Long-term relugolix combo helps with heavy periods, anaemia in women with uterine fibroids
Treatment with relugolix combination for up to 52 weeks yields sustained reductions in heavy menstrual bleeding as well as subsequent increases in iron stores in women with uterine leiomyomas, as shown in a study.
At week 52, the women experienced a decrease of 89.9 percent in menstrual blood loss volume from baseline, with 70.6 percent of them achieving amenorrhea over the last 35 days of treatment. Moreover, 59.0 percent of the women with anaemia at baseline saw an increase of >2 g/dL in haemoglobin concentration. [Obstet Gynecol 2022;doi:10.1097/AOG.0000000000004988]
“Most of the reduction in menstrual blood loss volume was observed by week 4, and the full effect was observed by week 8 and sustained through week 52… These results indicate that treatment with relugolix combination therapy was associated with a rapid, clinically meaningful, and sustained improvement in bleeding for patients with heavy menstrual bleeding associated with uterine leiomyomas,” the investigators said.
“Treatment effect was independent [of] race, body mass index, and baseline menstrual blood loss volume, as well as uterine and uterine leiomyoma volumes,” they added.
The analysis included 476 women with uterine leiomyoma–associated heavy menstrual bleeding who completed their 24-week treatment in either the LIBERTY 1 or LIBERTY 2 trial. They received once-daily relugolix combination therapy (40 mg relugolix, estradiol 1 mg, norethindrone acetate 0.5 mg) in a 28-week, open-label extension study.
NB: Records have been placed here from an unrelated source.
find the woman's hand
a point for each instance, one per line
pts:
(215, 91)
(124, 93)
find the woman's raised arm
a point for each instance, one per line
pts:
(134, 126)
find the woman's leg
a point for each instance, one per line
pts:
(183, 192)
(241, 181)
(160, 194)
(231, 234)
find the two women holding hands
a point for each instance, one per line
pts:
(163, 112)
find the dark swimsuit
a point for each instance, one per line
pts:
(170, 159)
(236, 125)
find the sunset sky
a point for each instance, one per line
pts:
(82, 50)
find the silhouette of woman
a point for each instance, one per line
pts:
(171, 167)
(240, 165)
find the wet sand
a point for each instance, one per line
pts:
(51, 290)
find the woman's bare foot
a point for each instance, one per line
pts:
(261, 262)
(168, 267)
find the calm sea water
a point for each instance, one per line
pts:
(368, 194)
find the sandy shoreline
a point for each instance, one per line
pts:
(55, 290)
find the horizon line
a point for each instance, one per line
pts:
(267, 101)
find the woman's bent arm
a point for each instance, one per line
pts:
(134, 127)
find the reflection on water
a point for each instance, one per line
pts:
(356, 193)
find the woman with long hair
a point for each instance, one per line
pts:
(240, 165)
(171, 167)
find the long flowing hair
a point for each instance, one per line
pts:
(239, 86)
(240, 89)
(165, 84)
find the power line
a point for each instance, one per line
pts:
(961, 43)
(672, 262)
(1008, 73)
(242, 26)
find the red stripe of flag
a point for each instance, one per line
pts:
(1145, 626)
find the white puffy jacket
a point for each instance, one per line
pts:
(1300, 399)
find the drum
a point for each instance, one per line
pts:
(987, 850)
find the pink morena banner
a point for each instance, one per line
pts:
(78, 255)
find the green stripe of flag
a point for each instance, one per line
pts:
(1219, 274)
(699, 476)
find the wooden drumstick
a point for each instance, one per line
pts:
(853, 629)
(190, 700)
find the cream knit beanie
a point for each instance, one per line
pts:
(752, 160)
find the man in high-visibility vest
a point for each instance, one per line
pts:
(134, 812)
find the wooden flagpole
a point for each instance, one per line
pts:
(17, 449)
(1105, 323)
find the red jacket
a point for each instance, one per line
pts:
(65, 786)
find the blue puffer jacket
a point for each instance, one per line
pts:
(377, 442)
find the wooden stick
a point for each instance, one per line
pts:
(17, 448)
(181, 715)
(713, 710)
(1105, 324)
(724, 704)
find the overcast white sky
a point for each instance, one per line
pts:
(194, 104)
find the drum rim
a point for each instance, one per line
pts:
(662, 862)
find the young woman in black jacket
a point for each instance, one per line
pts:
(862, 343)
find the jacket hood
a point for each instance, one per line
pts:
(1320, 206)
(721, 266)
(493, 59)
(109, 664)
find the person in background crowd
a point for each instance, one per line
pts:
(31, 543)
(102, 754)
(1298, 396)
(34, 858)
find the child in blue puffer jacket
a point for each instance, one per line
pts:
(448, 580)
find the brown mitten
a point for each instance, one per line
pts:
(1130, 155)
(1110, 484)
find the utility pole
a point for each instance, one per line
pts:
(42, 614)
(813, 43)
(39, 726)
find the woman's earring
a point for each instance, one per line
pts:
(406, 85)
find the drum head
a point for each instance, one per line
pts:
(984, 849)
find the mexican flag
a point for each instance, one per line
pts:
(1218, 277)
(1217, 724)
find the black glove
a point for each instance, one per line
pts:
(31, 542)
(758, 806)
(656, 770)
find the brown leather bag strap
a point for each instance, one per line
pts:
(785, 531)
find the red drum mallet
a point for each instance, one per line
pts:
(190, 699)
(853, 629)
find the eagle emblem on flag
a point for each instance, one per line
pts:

A total of 363 (76.1 percent) women completed 52 weeks of treatment.
Aside from the mentioned improvements, Bleeding and Pelvic Discomfort (BPD) scale score also decreased by 51.3 points, reflecting improvement in the distress related to the key uterine leiomyoma symptoms of heavy menstrual bleeding, passing of blood clots, and pelvic pressure and tightness.
“Another potentially less obvious aspect of the benefit of relugolix combination therapy involves the effect on uterine and uterine leiomyoma volumes (ie, as assessed by imaging),” according to the investigators.
“A modest but continued reduction in uterine and uterine leiomyoma volumes was observed in this study, which is consistent with the oestrogen-threshold hypothesis proposing that maintenance of the oestradiol concentration between 20 and 50 pg/mL (70 and 180 pmol/L) may stop the progression of leiomyoma growth while minimizing hypoestrogenic adverse effects,” they said. [Am J Obstet Gynecol 1992;166:740-745]
This modest reduction in uterine and uterine leiomyoma volumes may be a boon for patients who have bulk symptoms or in the subgroup of patients who plan subsequent surgery, as the investigators pointed out.
Long-term relugolix combination therapy was tolerated well, with no unexpected safety issues identified through 52 weeks. The most frequent adverse events were headache and hot flush, with a higher cumulative frequency in women who initially received relugolix monotherapy in the LIBERTY trials.
Moreover, bone mineral density (BMD) was preserved over the course of the 52-week treatment period in most women in the relugolix combination therapy group.
In comparison, another drug used for the treatment of uterine fibroids and heavy menstrual bleeding in women, elagolix has been shown to be effective when administered with add-back therapy. However, unlike the once-daily relugolix combination, elagolix requires twice-daily dosing due to its short half-life, which may be a challenge for long-term treatment adherence. [N Engl J Med 2020;382:328-340; Obstet Gynecol 2020;135:1313-1326]
“Although not direct head-to-head studies, the reported rate of vasomotor symptoms and BMD loss [with elagolix] at 1 year was higher than observed in the LIBERTY Extension Study. Therefore, a therapeutic agent that is well tolerated and provides effective long-term management of the symptoms associated with uterine leiomyomas may help address a significant medical need as well as help support patient demands and choice for uterus-preserving treatment,” the investigators said. [Obstet Gynecol 2021;137:e100-e115]
“Relugolix combination therapy may represent an option for longer-term treatment in women with heavy menstrual bleeding associated with uterine leiomyomas,” they added.